The lacrimal system

Development of the lacrimal gland

Lacrimal gland embryogenesis can be divided into three stages:

• Stage of presumptive gland formation: This corresponds to O’Rahilly’s (Carnegie) stages 19–20 and begins with focal forniceal epithelial thickening with surrounding mesodermal condensation.

• Stage of epithelial bud: This corresponds to O’Rahilly’s stages 21–23. Structural initiation of the gland begins, appearing as nodular thickening in the superior conjunctival fornix with appearance of a lumen in the terminal buds.

• Stage of glandular maturity: This corresponds to embryonic weeks 9–16 and heralds the appearance of myoepithelial cells, acini, ducts, and secretory granules which contribute to morphological and functional maturity.

Overview of the anatomy and physiology of the lacrimal gland

The human lacrimal gland (LG) is housed in the bony lacrimal fossa in the supero-temporal portion of the orbit and is composed of two lobes, the orbital lobe and the palpebral lobe. It is a well-organized tubuloalveolar gland composed of lobules which are formed by neighboring acini and their ducts ( Fig. 18.1 ). Fusion of a few such lobules leads to the formation of lobes, each of which is separated by intervening connective tissue. Just like the lobes and lobules, the corresponding ducts are also structured to form interlobular, intralobular, interlobar, and intralobar ducts. The acinar and ductal epithelia are lined by myoepithelial cells which facilitate secretion and help to maintain the structural integrity of the LG components.

The acini and the ducts form the fundamental units of LG physiology. The acini secrete numerous constituents of the tears, including water, electrolytes, and proteins, which are further modified by the ductular epithelium by the process of selective resorption. These tears later form an important constituent of the ocular surface tear film. The importance of tear fluid from LG in maintaining the healthy microenvironment of the ocular surface cannot be over-emphasized.

Pediatric dry eye disease

Pediatric dry eye disease (DED) is an under-diagnosed entity. The cause may be congenital or acquired. Congenital causes broadly include all causes of alacrima ( Table 18.1 ), a rare condition characterized by structural and functional morphogenetic disorders. These include either complete absence of the LG, severe dysgenesis of the tubuloacinar architecture or innervation abnormalities. Acquired causes of DED include meibomitis, allergic conjunctivitis, vernal keratoconjunctivitis, post-trauma scarring, chemical and thermal burns, infections like Epstein–Barr virus and bacterial dacryoadenitis, post-radiotherapy, autoimmune etiologies like Sjögren syndrome, systemic lupus erythematosus, and Steven–Johnson syndrome.
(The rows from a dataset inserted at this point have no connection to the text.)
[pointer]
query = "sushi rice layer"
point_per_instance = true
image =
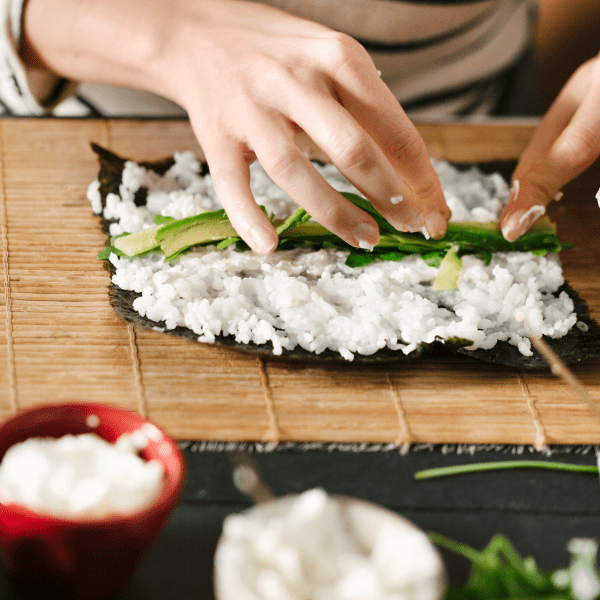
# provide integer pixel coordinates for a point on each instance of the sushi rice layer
(310, 298)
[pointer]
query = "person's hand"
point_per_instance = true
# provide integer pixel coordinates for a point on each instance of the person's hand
(566, 143)
(250, 76)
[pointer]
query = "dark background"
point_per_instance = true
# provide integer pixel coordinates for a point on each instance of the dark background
(539, 510)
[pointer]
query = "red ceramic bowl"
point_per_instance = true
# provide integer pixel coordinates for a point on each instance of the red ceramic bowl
(94, 558)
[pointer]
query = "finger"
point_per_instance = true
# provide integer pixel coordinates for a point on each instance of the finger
(366, 97)
(289, 168)
(227, 160)
(574, 150)
(556, 118)
(354, 152)
(361, 161)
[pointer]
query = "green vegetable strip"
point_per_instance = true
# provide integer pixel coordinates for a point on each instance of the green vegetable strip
(177, 236)
(500, 465)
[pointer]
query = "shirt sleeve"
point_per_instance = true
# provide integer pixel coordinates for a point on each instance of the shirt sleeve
(24, 91)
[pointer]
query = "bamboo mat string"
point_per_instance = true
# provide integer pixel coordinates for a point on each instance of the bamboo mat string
(405, 437)
(272, 435)
(540, 443)
(142, 402)
(10, 351)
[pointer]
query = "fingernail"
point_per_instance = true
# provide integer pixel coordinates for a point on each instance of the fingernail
(520, 221)
(412, 220)
(263, 239)
(436, 225)
(366, 236)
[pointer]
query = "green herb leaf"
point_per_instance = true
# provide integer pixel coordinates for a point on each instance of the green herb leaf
(360, 259)
(160, 220)
(501, 465)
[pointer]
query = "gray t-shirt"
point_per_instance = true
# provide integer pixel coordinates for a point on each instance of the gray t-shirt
(439, 57)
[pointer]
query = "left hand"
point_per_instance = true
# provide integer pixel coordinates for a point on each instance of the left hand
(566, 143)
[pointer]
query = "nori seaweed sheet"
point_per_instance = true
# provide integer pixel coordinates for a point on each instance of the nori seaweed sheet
(574, 347)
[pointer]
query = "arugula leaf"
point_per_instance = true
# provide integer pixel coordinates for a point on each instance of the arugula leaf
(360, 259)
(160, 220)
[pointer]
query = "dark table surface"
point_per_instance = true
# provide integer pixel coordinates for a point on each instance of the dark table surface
(539, 510)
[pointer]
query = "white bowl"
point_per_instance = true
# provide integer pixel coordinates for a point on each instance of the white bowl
(365, 522)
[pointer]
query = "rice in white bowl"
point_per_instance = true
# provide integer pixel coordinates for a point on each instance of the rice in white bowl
(311, 299)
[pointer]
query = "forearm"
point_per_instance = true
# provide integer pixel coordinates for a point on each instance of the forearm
(109, 41)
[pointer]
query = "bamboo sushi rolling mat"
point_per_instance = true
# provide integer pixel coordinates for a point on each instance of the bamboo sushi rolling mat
(60, 340)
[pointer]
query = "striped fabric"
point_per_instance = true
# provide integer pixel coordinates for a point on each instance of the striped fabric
(439, 57)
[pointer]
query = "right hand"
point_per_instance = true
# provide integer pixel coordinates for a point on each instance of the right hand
(250, 76)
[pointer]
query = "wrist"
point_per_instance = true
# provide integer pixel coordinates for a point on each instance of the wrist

The child with dry eyes usually presents with severe photophobia with or without ocular surface changes such as conjunctival injection, corneal staining due to punctate keratopathy, and in advanced stages keratinization of the ocular surface. Any child with suspected dry eye should be meticulously evaluated with the help of slit-lamp and clinical investigations like Schirmer 1, tear osmolarity, tear break-up time, corneal fluorescein staining, and conjunctival lissamine green staining. In addition, questionnaires and scoring systems like the Canada dry eye assessment (CDEA), dry eye score system (DESS), and ocular surface disease index (OSDI) are also helpful in evaluation and monitoring. In cases of suspected alacrima, computed tomography or magnetic resonance imaging can help to identify an absent or hypoplastic LG.

There are many treatment modalities for dry eyes tear replacement or tear simulating therapies. Each has benefits and disadvantages so treatment needs to be tailored for individual patient needs. In addition, treatments may also be directed towards the causative agents and underlying autoimmune diseases. While dry eye disease manifestations and treatments would be the focus of a pediatric ophthalmologist, it must be remembered that alacrima may be the initial manifestation of an underlying congenital syndrome (Riley Day syndrome) which is potentially fatal due to autonomic crisis. Hence, appropriate referral and multidisciplinary management are appropriate.

Ectopic LG

During embryogenesis part of the lacrimal gland may be sequestered, behaving independently in terms of growth, secretions or pathologies. Although rare, ectopic LG has been documented in the orbit, eyelids, extraocular muscles, conjunctiva, caruncle, and even within the lacrimal sac ( Fig. 18.2 ). Cysts involving this ectopic lacrimal tissue can manifest as proptosis, dystopia, ptosis, visual loss, lacrimal drainage obstruction or an ocular surface mass lesion. CT scans may help but excision biopsy with histological confirmation leads to a definitive diagnosis and, if totally excised, resolution.